加えて、運用で得られた利益も非課税で再投資され、受け取るときには退職所得控除や公的年金等控除が適用されるため、税制上非常に優遇されています。つまり、積立時・運用時・受取時の三段階で税制メリットを得られる点が、企業型DCの大きな強みです。
また、長期的に積み立てることで複利効果を最大限に活かせるのも良さの一つです。現役時代に少しずつでも積み立てを続ければ、数十年単位の運用で大きな資産形成につながります。
自分で投資信託や定期預金など運用商品を選択できるため、リスクを抑えたい人は安全資産を、増やしたい人は投資性向の強い商品を選ぶなど、ライフプランや投資スタイルに応じた運用が可能です。近年では投資教育に力を入れる企業も増えており、運用の知識を身につけられる点も副次的なメリットといえるでしょう。
一方、企業側にとってもメリットは大きいです。従業員に対して「退職金制度を用意している」というメッセージを発信できるため、人材採用や定着の面で有利になります。
従来型の退職金制度や確定給付型年金では将来の支給額を約束する必要があり、企業の財務負担が読みにくいという課題がありました。これに対して企業型DCは「掛金を拠出すればその時点で企業の責任は完了」するため、退職給付債務を抱える必要がなく、財務リスクを抑制できます。
中小企業にとっては福利厚生を整える手段として導入しやすい仕組みであり、従業員満足度の向上にもつながります。

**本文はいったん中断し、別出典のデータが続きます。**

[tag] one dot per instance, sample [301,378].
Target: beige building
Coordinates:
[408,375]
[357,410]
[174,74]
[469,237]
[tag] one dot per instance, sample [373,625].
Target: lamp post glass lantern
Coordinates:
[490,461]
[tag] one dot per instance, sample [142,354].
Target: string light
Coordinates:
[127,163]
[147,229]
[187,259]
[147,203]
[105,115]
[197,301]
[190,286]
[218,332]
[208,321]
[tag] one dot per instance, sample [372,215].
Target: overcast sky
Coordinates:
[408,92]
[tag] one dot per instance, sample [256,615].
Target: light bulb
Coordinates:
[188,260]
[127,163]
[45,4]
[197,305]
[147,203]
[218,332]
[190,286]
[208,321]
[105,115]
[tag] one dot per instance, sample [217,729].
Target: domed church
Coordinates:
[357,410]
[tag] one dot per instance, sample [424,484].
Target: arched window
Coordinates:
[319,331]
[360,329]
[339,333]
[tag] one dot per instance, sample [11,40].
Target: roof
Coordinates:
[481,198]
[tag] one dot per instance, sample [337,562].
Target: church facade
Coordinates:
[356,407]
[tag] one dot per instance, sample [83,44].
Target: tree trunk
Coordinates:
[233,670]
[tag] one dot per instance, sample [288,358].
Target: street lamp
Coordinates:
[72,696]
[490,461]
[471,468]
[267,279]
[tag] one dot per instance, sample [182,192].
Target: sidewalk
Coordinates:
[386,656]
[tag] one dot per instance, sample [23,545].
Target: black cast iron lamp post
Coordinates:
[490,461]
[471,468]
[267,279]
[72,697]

総じて、企業型確定拠出年金の良い点は「税制メリットを享受しながら老後資金を効率的に準備できること」「会社が拠出してくれるため従業員の負担が軽いこと」「企業にとっても財務リスクを抑えつつ人材戦略に役立つこと」にあります。老後資金不足が社会問題となる中で、企業型DCは従業員の生活安定と企業の経営安定を同時に実現できる優れた制度といえるでしょう。